High fire danger warning
By Lee-Anne Ford


They said: Adrenal fatigue. Chronic stress. Thyroid imbalance.
My body, a tired machine—sputtering, misfiring, failing.
A cup of ginseng tea, an adaptogen capsule,
A list of herbal tonics to rebuild what was lost.

Rest, recover, reset.
Except I did, and still—
The exhaustion gnawed at my bones,
My brain fogged like morning mist
That never burned away.

They said: Take time off, breathe, relax.
I did. I sat in silence, in stillness, in sun.
Yet the light burned, the air scratched,
And the world remained too loud.

I rattled off dates like a script—
Lines I knew but had never rehearsed.
29 June. He died.
10 July. We buried him.
10 August. Ashes returned to earth.
17 August. My Sammy, gone.

She listened.
Then asked the question that shattered the script.
Are you autistic?

And in that moment,
Every misdiagnosis fell away.
Not just tired.
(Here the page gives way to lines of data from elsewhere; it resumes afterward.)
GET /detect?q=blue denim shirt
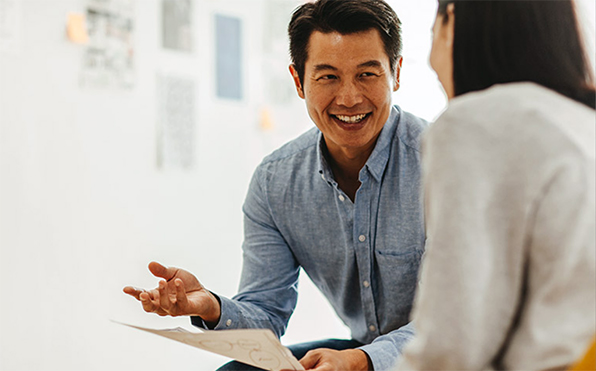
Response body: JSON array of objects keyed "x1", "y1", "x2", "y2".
[{"x1": 193, "y1": 105, "x2": 428, "y2": 371}]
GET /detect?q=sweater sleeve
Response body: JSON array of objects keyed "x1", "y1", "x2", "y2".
[
  {"x1": 394, "y1": 94, "x2": 596, "y2": 370},
  {"x1": 394, "y1": 107, "x2": 532, "y2": 370}
]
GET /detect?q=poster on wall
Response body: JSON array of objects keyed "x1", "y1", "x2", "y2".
[
  {"x1": 263, "y1": 0, "x2": 297, "y2": 106},
  {"x1": 162, "y1": 0, "x2": 193, "y2": 52},
  {"x1": 79, "y1": 0, "x2": 135, "y2": 89},
  {"x1": 0, "y1": 0, "x2": 21, "y2": 54},
  {"x1": 156, "y1": 74, "x2": 196, "y2": 170},
  {"x1": 215, "y1": 14, "x2": 242, "y2": 100}
]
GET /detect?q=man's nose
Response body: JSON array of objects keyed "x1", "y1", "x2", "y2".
[{"x1": 335, "y1": 80, "x2": 363, "y2": 107}]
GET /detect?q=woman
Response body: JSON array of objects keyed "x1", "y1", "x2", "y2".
[{"x1": 394, "y1": 1, "x2": 595, "y2": 370}]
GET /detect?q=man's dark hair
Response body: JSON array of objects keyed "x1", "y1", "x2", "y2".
[
  {"x1": 288, "y1": 0, "x2": 402, "y2": 86},
  {"x1": 438, "y1": 0, "x2": 595, "y2": 109}
]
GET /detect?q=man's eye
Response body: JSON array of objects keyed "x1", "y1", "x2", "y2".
[
  {"x1": 318, "y1": 75, "x2": 337, "y2": 80},
  {"x1": 361, "y1": 72, "x2": 377, "y2": 77}
]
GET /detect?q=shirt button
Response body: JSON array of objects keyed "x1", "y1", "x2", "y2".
[
  {"x1": 363, "y1": 280, "x2": 370, "y2": 288},
  {"x1": 369, "y1": 325, "x2": 376, "y2": 332},
  {"x1": 358, "y1": 235, "x2": 366, "y2": 242},
  {"x1": 225, "y1": 319, "x2": 232, "y2": 327},
  {"x1": 338, "y1": 195, "x2": 345, "y2": 202}
]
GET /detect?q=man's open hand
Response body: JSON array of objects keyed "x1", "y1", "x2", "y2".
[{"x1": 123, "y1": 262, "x2": 221, "y2": 325}]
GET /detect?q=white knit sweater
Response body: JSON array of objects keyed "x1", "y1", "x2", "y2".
[{"x1": 395, "y1": 83, "x2": 596, "y2": 371}]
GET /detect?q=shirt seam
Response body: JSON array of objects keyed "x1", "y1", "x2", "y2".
[{"x1": 259, "y1": 130, "x2": 320, "y2": 167}]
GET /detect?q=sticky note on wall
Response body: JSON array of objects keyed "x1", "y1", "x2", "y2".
[{"x1": 66, "y1": 12, "x2": 89, "y2": 44}]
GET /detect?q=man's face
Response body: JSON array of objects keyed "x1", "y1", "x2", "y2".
[{"x1": 290, "y1": 29, "x2": 401, "y2": 158}]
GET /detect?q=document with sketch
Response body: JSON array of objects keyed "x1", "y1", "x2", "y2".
[{"x1": 114, "y1": 321, "x2": 304, "y2": 371}]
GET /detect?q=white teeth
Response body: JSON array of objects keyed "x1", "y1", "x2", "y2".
[{"x1": 335, "y1": 114, "x2": 367, "y2": 123}]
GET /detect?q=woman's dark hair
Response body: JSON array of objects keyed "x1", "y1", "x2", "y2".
[
  {"x1": 288, "y1": 0, "x2": 402, "y2": 86},
  {"x1": 438, "y1": 0, "x2": 596, "y2": 109}
]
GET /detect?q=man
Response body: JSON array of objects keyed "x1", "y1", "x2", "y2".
[{"x1": 124, "y1": 1, "x2": 428, "y2": 370}]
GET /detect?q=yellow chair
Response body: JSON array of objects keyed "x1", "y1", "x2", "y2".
[{"x1": 569, "y1": 336, "x2": 596, "y2": 371}]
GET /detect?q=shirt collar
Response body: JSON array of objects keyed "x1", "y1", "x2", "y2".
[
  {"x1": 363, "y1": 105, "x2": 399, "y2": 181},
  {"x1": 317, "y1": 134, "x2": 337, "y2": 186},
  {"x1": 316, "y1": 105, "x2": 400, "y2": 184}
]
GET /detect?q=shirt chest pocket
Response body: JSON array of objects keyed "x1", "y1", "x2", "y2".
[{"x1": 373, "y1": 247, "x2": 423, "y2": 303}]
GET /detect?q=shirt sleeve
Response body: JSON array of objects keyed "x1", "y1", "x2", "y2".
[
  {"x1": 359, "y1": 321, "x2": 416, "y2": 371},
  {"x1": 191, "y1": 163, "x2": 300, "y2": 337}
]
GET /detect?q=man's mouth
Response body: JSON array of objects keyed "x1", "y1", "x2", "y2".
[{"x1": 331, "y1": 113, "x2": 371, "y2": 124}]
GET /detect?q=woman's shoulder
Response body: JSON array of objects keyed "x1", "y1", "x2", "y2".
[
  {"x1": 435, "y1": 82, "x2": 594, "y2": 140},
  {"x1": 448, "y1": 82, "x2": 592, "y2": 119}
]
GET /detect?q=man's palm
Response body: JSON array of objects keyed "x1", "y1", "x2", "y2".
[{"x1": 124, "y1": 262, "x2": 220, "y2": 321}]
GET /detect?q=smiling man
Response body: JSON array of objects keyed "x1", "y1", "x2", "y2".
[
  {"x1": 289, "y1": 28, "x2": 403, "y2": 203},
  {"x1": 124, "y1": 1, "x2": 428, "y2": 370}
]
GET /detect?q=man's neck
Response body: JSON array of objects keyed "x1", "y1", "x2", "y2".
[{"x1": 325, "y1": 142, "x2": 376, "y2": 202}]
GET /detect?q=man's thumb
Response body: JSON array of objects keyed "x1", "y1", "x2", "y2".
[
  {"x1": 148, "y1": 261, "x2": 176, "y2": 280},
  {"x1": 299, "y1": 351, "x2": 320, "y2": 370}
]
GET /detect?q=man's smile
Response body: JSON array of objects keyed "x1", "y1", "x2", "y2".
[
  {"x1": 333, "y1": 113, "x2": 368, "y2": 123},
  {"x1": 331, "y1": 112, "x2": 372, "y2": 125}
]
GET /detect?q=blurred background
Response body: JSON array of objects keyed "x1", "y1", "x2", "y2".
[{"x1": 0, "y1": 0, "x2": 593, "y2": 369}]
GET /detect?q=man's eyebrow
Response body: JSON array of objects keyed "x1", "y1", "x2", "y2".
[
  {"x1": 312, "y1": 60, "x2": 383, "y2": 72},
  {"x1": 358, "y1": 60, "x2": 383, "y2": 69},
  {"x1": 313, "y1": 64, "x2": 338, "y2": 72}
]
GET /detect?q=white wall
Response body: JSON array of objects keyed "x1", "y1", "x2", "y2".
[{"x1": 0, "y1": 0, "x2": 593, "y2": 370}]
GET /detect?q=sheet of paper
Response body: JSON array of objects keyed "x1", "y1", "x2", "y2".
[
  {"x1": 114, "y1": 321, "x2": 304, "y2": 371},
  {"x1": 156, "y1": 73, "x2": 196, "y2": 170},
  {"x1": 162, "y1": 0, "x2": 193, "y2": 52},
  {"x1": 79, "y1": 0, "x2": 135, "y2": 89},
  {"x1": 0, "y1": 0, "x2": 21, "y2": 54}
]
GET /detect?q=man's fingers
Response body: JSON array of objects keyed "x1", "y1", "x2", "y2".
[
  {"x1": 140, "y1": 291, "x2": 156, "y2": 312},
  {"x1": 148, "y1": 261, "x2": 177, "y2": 281},
  {"x1": 158, "y1": 280, "x2": 173, "y2": 310},
  {"x1": 123, "y1": 286, "x2": 145, "y2": 300},
  {"x1": 127, "y1": 262, "x2": 196, "y2": 317},
  {"x1": 174, "y1": 279, "x2": 189, "y2": 309}
]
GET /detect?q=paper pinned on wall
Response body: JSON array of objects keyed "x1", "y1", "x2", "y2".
[
  {"x1": 0, "y1": 0, "x2": 22, "y2": 54},
  {"x1": 79, "y1": 0, "x2": 135, "y2": 89},
  {"x1": 66, "y1": 12, "x2": 89, "y2": 44},
  {"x1": 262, "y1": 0, "x2": 296, "y2": 106},
  {"x1": 114, "y1": 320, "x2": 305, "y2": 371},
  {"x1": 215, "y1": 14, "x2": 243, "y2": 100},
  {"x1": 162, "y1": 0, "x2": 193, "y2": 52},
  {"x1": 156, "y1": 73, "x2": 196, "y2": 170}
]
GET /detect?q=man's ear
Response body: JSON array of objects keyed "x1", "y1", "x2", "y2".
[
  {"x1": 289, "y1": 64, "x2": 305, "y2": 99},
  {"x1": 393, "y1": 56, "x2": 403, "y2": 92}
]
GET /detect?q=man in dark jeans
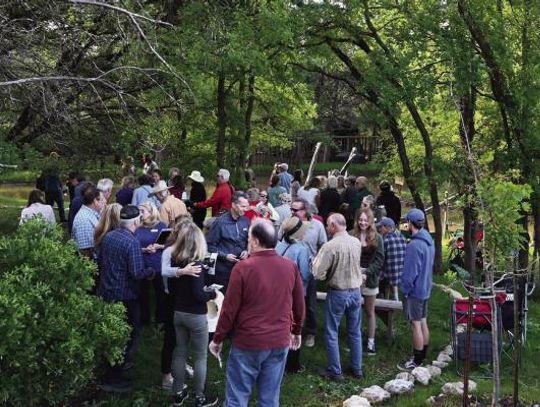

Not just stressed.
A brain running on overdrive
For too many years,
Masking, stretching,
Until the system collapsed.

Is that why Reiki attunements failed?
That autistic heart resisting?
Is that where the burnout started?
Yet Reiki treatments fired healing—
How could it be wrong?

Is it rooted in attachment issues?
From birth to now? Anxious, avoidant.
Autonomic system in disarray.
Does autism mean herbs work differently?
Are different herbs needed for autism?

So many questions. What’s MTHFR?
And still—autistic burnout.
A broken nervous system.
A burnt-out nervous system.
From a burnt-out autistic brain.

The shock and heartbreak.
Skill regression. More than depression.
Neurological disablement.
Lifelong skills, lost.

Where am I? How do I heal?
When does this end?

Take heart, dear heart.
Inner child and old.
Look to your music, to Thirsty Merc.

“She’s the kind of grind that I don’t really mind…
Stand up, little love, I’m about to blow my cover.”